Ich denke, was den Arbeitssuchenden wirklich weiterhilft, sind konkrete, realistische Perspektiven für ihre berufliche Zukunft. Sobald sie den Eindruck haben, sie würden nur einer Beschäftigungstherapie unterzogen, wird sich das auch negativ auf ihr Selbstwertgefühl auswirken. Ich erwarte mir von Arbeitssuchenden in erster Linie Eigeninitiative und, da gebe ich Ihnen Recht, tumbe Meinungen werden niemendem weiterhelfen. Vom AMS erwarte ich mir, dass langfristige Strategien entwickelt werden und die Arbeitssuchenden bestmöglich unterstützt werden, denn diese haben ein Recht darauf, immerhin haben sie ja vorher ins System eingezahlt.

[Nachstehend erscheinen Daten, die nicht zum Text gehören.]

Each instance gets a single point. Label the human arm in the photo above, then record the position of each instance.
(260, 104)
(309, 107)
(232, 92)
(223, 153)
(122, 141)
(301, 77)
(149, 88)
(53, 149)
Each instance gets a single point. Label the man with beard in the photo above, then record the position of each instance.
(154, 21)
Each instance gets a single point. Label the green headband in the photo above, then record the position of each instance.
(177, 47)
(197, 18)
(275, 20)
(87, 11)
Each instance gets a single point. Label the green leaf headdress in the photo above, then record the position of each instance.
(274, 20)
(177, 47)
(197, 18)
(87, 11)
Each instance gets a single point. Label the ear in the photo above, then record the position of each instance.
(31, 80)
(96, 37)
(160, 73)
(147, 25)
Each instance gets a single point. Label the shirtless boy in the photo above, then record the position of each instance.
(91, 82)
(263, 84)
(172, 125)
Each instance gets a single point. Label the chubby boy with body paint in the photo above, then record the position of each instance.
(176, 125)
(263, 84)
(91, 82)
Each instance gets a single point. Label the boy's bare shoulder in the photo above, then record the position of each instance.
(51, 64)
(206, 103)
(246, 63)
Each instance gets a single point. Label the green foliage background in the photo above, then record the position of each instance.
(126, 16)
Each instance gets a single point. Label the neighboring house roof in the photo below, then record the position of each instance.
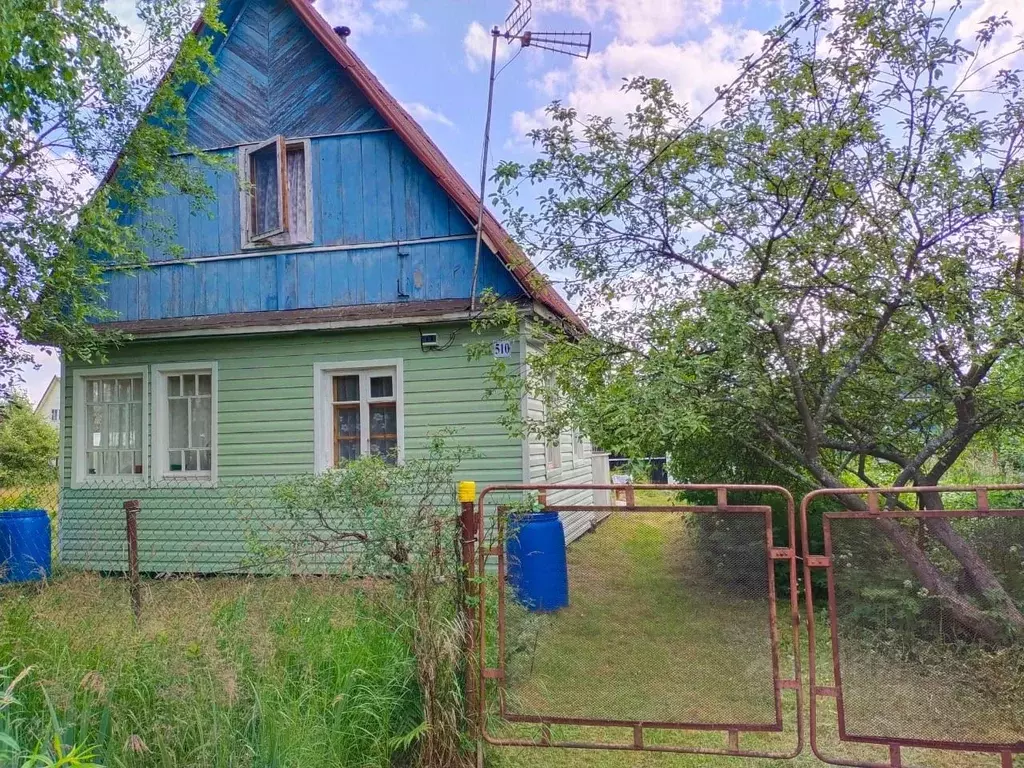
(532, 281)
(54, 383)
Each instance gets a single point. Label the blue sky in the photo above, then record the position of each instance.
(432, 54)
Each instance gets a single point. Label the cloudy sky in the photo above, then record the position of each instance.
(433, 55)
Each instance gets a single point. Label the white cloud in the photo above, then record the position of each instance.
(425, 115)
(640, 20)
(477, 44)
(35, 375)
(350, 13)
(693, 69)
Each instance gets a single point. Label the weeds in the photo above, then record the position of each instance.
(228, 673)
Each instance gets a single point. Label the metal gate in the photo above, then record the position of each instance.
(860, 713)
(642, 659)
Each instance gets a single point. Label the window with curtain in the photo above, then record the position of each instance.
(365, 415)
(276, 175)
(189, 422)
(114, 426)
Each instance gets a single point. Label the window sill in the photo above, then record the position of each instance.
(111, 481)
(179, 480)
(274, 243)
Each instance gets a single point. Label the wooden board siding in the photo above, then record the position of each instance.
(572, 470)
(367, 188)
(304, 281)
(265, 427)
(273, 77)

Das Hauptproblem ist das Umfeld, das jede Idee kritisiert und demotivierend auf die Gemaßnahmten einwirkt. Die KritisiererInnen wollen sich einfach nur selbst damit aufwerten, indem sie andere Leistungen runter tauchen.
Einschränkung: Nicht jede/r, der/die etwas kritisiert, will sich damit selbst aufwerten. Es gibt auch berechtigte Kritik, auch wenns manchmal weh tut. Ihre Aussage ist mir etwas zu engstirnig bzw. einseitig und wäre als "Totschlagargument" brauchbar, um sämtlichen KritikerInnen den Mund zu verbieten. Ist auch keine Lösung.
Beobachte einmal Arbeitslose, die voller Stolz erzählen in welche Maßnahmen sie gesteckt werden, um dann von irgendwelchen PsychasthenikerInnen ihren Dämpfer zu erhalten.
Der eigene Köter wird mit einem feiiiin gelobt, wenn er sein Häufchen macht, aber bei Arbeitslosen schlagen sie mit der Geringschätzungskeule zu.
Frag doch einmal Arbeitslose, wie es ihnen mit ihrem Umfeld geht.
Wie soll das AMS die Arbeitslosen aufbauen, wenn das komplexebehaftete, inkompetente Umfeld nur negativ eingestellt ist und dagegen arbeitet?
Nichts für ungut aber solche "Umfelder" sind bei mir genau an der richtigen Adresse.
Natürlich gibt es auch berechtigte Kritik, aber *diese* Maßnahme ist nicht zu kritisieren.
Die Gehälter sind im IT-Bereich bereits jetzt wieder gesunken, deshalb suchen ja so viele Firmen angeblich "händeringend" nach IT-Fachkräften, denn sie zahlen einen Schmarrn. Sie hätten halt am liebsten bestens Ausgebildete mit Uni-Abschluss zu einem Gehalt, das einem Hilfsarbeiter entspricht.
Gerade im IT-Bereich hat das AMS zB jede Menge Web-Designer/innen geschult, die meisten davon bekamen keinen (adäquaten) Job. Später hießen sie dann Internet-Entwickler/innen und nach fertiger Schulung hatten diese das gleiche Problem. Detto bei den Lagerlogistiker/innen. Bin gespannt, was dann mit den Uni-AbsolventInnen geschieht.